XIV

XIV

Pamela'slittle five o'clock tea-table always stood in the south bow-window, situated at an angle that commanded Dupont Circle and the wide stretch of Massachusetts Avenue, where, at that hour, the long rows of electric lights showed like stars through the dusk of an early December evening.

Here and there the red eyes of an approaching motor emerged from the distance, or an equipage, gorgeous with ambassadorial liveries, dashed past. It was a bird's-eye glimpse, the external aspect of the absorbing gayety of the gay capital city. Pamela's little drawing-room, with its rich-toned mahogany, its ancient Turkey rugs, its one or two heavily framed portraits of old Van Citterses of Knickerbocker fame, was like a quiet haven where one could look out upon the passing show. The samovar and the more antique Delft teapot had belonged to Paul's grandmother, while the delicate shell-like cups ornamented with little Dutch windmills were objects of envy to her feminine friends.

Aware that her possessions had the value of being both charming and unique, Pamela made tea with that languid grace which permits the recipient to examine both the teapot and the sugar-tongs as well as the lovely turn of the tea-maker's wrist.

She had lighted only one of the low candelabra on her table, for, although it was nearly six o'clock, she and Mrs. Prynne were drinking tea alone. Pamela had been dragging out a miserable half-hour trying to entertain the pretty widow, who, in the absence of a masculine audience, lost her sparkle as quickly as evaporating champagne.

Mrs. Prynne selected a small bonbon and nibbled it placidly. "Did you know the Billops were back from New York?" she inquired between nibbles.

"Oh, of course!" Pamela looked distinctly bored. "You know she's a cousin of Paul's mother or his grandmother, Heaven knows which, and she and Sidney have taken their old apartments and she's got that little French maid of hers who does such wonderful salads. You remember, the one Sidney kissed in the Astrys' pantry?"

"I should think it bad enough to be kissed by Sidney without having to do his mother's back hair!"

"Pshaw, it's nothing but a transformation; she got it at Devigné's." Pamela was in a mood to strip conventionalities down to the naked spars.

"I've been told she's perfectly bald," rejoined Mrs. Prynne interestedly. "What do you suppose caused it?"

"Perhaps some one pulled it out; it wouldn't surprise me."

"It couldn't have been her late husband!" Mrs. Prynne giggled.

Pamela looked scornful. "My dear Lottie, he married her for her money, and he used to look like the bald-headed eagle at the Zoo,—captivity made him vicious,—but Dr. Macclesfield hints that it was Cousin Addie who did the hair-pulling."
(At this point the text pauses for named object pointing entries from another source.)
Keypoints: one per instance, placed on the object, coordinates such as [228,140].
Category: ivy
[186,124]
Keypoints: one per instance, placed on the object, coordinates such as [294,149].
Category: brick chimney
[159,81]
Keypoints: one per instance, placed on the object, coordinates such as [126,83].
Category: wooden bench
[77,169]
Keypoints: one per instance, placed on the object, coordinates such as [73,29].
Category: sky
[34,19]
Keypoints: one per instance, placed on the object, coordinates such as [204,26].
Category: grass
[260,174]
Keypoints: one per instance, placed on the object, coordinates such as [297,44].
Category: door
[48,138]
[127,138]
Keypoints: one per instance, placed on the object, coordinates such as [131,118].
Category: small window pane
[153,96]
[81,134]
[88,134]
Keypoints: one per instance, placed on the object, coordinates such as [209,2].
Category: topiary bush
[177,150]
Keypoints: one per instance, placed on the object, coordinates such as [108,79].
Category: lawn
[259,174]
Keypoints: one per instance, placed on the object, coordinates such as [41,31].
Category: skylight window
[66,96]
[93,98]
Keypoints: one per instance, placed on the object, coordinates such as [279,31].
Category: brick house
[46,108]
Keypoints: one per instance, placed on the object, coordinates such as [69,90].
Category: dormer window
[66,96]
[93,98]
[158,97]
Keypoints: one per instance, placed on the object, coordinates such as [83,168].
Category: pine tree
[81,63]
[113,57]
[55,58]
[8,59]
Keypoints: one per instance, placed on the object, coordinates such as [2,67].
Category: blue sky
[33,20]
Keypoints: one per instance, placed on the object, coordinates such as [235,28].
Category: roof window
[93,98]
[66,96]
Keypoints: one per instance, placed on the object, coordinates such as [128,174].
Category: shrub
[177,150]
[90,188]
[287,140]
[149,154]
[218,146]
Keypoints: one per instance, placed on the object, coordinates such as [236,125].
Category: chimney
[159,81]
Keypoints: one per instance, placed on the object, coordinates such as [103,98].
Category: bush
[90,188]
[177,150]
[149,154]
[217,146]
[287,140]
Mrs. Prynne gazed absently out of the window. Twilight had deepened, the white lamps shone more clearly, the gay procession passed and repassed between them. "Don't you think she says dreadfully suggestive things about people—sometimes?" she ventured cautiously.

"She's a terrible gossip, if you mean that. I told Paul the other day that to let Mrs. Billop into a bit of scandal was like dropping a soda cracker into a bowl of hot milk; she fairly soaks it up."

"I suppose we're all terrible gossips, but—well, really she scares me."

"Oh, I don't listen to her unless I have to." Pamela was looking superior, but she was really experiencing a keen feeling of alarm; what in the world was Lottie leading up to?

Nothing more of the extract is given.